The question of larger difficulty arises in view of the stipulation for indorsement of the paper. It includes and contemplates an arrangement for further extension or renewal, which involves the element of time, and this, from the very nature of things, is necessarily to be arrived at as a condition to the indorsement; that is to say, a further agreement as to the time the obligations were to run is within the intendment of the stipulation, and that is essentially a prerequisite to the requirement for indorsement.
Further reference to the correspondence of the parties will be helpful. On June 21, 1921, the Grain Company, by J.P. Hoben, secretary, wrote the Federal Reserve Bank of Salt Lake City, confirming the authority of MacAlpine to sign the letter. On August 8th following, Moore, the collecting agent, addressed to the Grain Company an inquiry touching what action it expected to take respecting the letter of the 17th. On August 12th the Grain Company made reply, addressed to the Salt Lake City Bank, as follows:
"We have your letter of August 8th, and wish to state that we have been endeavoring to arrive at some definite conclusion regarding the affairs of the Inter-Mountain Milling Company. A meeting is to be held next week, and at that time we hope to be able to advise you just what can be done in the matter, but will say at this time that the outlook is not promising."
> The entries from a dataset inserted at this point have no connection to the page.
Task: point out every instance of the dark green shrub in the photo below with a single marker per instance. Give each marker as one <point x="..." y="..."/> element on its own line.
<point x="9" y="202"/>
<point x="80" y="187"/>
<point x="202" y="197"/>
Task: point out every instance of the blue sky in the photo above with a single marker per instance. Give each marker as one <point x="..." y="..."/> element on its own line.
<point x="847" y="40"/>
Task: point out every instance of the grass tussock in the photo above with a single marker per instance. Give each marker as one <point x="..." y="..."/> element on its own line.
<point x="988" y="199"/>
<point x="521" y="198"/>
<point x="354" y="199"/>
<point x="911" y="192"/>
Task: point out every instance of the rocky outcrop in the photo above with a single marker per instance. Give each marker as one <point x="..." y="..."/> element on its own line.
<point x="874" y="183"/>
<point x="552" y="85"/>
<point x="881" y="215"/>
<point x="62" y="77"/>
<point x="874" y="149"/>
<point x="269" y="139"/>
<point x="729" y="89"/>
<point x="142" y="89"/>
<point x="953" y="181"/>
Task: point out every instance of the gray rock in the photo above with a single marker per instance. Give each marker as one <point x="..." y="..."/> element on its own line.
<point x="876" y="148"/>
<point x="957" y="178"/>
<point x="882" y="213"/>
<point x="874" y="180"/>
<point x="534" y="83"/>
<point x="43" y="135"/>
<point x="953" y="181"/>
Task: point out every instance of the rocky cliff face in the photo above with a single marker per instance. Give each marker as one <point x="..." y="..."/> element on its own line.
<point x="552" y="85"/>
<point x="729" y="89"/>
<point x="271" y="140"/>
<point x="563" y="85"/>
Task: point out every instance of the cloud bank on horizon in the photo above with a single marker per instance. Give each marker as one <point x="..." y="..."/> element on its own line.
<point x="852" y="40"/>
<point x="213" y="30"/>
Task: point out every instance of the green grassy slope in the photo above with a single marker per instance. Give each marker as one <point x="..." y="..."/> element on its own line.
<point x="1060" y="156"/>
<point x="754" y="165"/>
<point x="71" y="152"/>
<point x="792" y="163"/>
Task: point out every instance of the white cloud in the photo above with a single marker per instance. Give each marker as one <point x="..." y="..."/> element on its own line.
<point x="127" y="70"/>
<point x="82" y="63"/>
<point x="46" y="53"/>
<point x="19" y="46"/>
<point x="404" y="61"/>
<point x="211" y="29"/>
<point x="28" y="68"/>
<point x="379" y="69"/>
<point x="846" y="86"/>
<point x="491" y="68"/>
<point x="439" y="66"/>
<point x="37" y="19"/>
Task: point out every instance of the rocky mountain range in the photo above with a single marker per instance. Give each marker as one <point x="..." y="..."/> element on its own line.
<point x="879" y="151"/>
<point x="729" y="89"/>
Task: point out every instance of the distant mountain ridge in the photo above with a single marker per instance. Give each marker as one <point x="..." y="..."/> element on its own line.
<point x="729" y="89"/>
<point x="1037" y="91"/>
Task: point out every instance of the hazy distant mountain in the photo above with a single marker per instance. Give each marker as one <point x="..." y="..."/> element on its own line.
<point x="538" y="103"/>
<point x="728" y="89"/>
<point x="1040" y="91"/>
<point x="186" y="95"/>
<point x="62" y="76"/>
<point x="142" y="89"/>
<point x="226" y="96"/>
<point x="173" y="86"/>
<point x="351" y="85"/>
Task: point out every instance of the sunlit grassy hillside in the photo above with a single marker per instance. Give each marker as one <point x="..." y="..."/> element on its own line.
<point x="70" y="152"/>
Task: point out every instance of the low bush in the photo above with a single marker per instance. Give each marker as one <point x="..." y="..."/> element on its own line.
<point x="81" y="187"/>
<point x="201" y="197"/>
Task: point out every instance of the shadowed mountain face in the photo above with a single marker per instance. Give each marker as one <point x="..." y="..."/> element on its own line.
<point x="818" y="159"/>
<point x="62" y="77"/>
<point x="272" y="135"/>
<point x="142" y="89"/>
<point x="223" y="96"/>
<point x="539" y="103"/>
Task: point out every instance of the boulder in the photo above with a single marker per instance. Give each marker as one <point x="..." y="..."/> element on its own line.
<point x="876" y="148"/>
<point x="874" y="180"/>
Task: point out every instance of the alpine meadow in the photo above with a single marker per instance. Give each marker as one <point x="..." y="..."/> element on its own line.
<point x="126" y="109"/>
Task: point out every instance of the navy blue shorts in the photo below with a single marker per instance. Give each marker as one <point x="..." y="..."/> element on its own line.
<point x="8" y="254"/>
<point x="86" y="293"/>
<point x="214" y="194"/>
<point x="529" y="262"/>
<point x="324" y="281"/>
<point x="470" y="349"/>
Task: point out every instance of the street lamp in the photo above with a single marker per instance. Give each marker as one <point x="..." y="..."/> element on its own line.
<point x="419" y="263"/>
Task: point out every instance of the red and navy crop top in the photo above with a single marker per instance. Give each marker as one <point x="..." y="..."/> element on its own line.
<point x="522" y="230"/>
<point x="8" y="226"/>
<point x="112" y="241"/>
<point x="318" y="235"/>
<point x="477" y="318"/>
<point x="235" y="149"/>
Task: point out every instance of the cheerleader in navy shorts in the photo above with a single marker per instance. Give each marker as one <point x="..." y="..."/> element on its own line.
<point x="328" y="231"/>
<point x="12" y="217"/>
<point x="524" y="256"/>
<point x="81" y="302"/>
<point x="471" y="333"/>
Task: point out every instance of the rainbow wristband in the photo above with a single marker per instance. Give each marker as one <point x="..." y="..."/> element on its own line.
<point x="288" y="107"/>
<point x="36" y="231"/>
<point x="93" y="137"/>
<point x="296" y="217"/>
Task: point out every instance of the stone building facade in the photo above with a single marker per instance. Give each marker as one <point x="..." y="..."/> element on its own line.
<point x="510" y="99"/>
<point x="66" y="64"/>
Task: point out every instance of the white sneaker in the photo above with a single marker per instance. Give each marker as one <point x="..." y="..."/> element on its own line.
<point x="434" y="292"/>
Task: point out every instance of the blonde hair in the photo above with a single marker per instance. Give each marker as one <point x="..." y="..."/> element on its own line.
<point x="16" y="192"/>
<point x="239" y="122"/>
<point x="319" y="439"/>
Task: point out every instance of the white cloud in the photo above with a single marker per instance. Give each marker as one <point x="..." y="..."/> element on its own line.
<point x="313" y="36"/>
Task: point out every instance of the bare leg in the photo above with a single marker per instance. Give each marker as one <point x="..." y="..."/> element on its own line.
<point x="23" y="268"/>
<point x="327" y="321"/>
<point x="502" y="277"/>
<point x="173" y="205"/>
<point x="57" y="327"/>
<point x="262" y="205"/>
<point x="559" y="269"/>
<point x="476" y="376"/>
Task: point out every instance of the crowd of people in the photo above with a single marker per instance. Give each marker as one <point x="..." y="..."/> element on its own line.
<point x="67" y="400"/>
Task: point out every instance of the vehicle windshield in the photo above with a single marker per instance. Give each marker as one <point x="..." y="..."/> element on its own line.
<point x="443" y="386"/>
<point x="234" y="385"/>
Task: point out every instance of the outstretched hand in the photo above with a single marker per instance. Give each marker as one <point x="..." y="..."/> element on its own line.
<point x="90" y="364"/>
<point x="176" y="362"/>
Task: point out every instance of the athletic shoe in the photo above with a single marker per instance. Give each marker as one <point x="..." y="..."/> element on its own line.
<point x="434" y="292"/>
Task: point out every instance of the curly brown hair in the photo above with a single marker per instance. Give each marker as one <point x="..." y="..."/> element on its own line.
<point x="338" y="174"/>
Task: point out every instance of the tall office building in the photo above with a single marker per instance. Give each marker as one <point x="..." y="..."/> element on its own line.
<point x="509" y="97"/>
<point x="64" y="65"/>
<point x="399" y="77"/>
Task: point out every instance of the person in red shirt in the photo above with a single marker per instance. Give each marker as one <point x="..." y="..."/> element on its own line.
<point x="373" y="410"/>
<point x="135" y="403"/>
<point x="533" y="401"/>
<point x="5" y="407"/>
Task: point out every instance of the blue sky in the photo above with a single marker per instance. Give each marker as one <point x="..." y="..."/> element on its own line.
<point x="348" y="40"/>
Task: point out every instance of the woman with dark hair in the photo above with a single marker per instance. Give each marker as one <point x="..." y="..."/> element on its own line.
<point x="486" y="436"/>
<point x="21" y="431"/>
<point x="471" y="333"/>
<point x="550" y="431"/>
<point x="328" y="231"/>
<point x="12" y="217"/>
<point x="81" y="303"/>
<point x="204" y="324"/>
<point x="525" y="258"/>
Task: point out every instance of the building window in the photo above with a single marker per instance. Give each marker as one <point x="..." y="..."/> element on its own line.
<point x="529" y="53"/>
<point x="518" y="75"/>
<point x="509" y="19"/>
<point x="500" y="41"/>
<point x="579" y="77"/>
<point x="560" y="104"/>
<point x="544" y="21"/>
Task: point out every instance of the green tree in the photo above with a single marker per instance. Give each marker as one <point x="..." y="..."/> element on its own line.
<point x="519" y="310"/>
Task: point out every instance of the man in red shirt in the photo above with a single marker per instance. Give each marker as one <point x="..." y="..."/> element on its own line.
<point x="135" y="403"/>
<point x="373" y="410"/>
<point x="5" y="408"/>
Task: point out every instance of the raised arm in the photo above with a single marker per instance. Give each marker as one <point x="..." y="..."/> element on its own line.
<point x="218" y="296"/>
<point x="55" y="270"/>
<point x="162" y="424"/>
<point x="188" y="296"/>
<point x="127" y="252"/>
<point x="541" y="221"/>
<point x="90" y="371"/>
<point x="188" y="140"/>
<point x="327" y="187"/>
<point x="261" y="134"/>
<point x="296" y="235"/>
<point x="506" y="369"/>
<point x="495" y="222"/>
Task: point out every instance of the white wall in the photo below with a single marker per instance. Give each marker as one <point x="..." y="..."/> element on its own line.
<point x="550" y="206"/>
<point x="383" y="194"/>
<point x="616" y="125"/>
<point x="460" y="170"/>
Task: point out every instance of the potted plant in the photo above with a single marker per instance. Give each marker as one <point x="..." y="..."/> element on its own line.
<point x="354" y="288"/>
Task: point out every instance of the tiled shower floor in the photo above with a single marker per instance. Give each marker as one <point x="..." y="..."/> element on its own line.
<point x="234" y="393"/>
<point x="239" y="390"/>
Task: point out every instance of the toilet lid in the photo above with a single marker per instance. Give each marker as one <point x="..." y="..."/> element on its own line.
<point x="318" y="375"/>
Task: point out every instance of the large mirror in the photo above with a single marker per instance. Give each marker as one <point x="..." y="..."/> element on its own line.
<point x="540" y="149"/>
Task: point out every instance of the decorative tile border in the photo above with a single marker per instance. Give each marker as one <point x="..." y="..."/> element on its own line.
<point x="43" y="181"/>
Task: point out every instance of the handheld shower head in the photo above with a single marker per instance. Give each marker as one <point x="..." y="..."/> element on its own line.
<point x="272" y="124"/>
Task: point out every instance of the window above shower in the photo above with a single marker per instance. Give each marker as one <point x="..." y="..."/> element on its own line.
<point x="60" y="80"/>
On September 15th Moore directed a letter to the Grain Company requesting that it fulfill its agreement to indorse the paper, and advising that he was sending it to the Portland Branch Bank, so as to make it available for that purpose. The Branch Bank notified the Grain Company that it had the paper, and sought to know the company's attitude with respect to indorsement of it, and was referred, first to Kennedy, and then to Malpas, chairman of a bankers' committee which at the time had the affairs of the Grain Company in charge, and finally to Houser, who repudiated all authority of any one for writing the letter agreeing to indorse the obligations held by the bank, and stated that, so far as he felt, there existed no legal or moral obligation on the part of the Grain Company to indorse the paper. This leads to no other result than an absolute repudiation on the part of the Grain Company of all contract or agreement to indorse.
The bank stood ready at all times to meet the stipulations of the proposition, but without avail. Had the Grain Company entertained the thought of conferring with the bank for making an agreement as to the time of extension, and stood willing to agree to a reasonable time in that particular, the bank would have been required to yield in order to meet the condition of the proposition or offer, whatever it may be called. But the Grain Company having flatly repudiated the proposition, the bank was under no further obligations to insist upon reaching an agreement as to the time of extension, and its only remedy left was to seek specific performance. The Grain Company could not repudiate its entire obligation and thus rid itself of all attempt to come to an agreement with the bank respecting the time the paper should run when indorsed. Having repudiated, and thus refused concord with the bank as to the time of extension, it cannot thereby defeat the right of the bank to insist upon specific performance.
A decree will be entered requiring the Grain Company to indorse the notes of the Milling Company, that the bank recover from the Grain Company the balance due upon such paper according to the terms thereof, that the Grain Company be restrained from disposing of the proceeds of its claim against the Milling Company, as prayed, and that the bank have its costs and disbursements.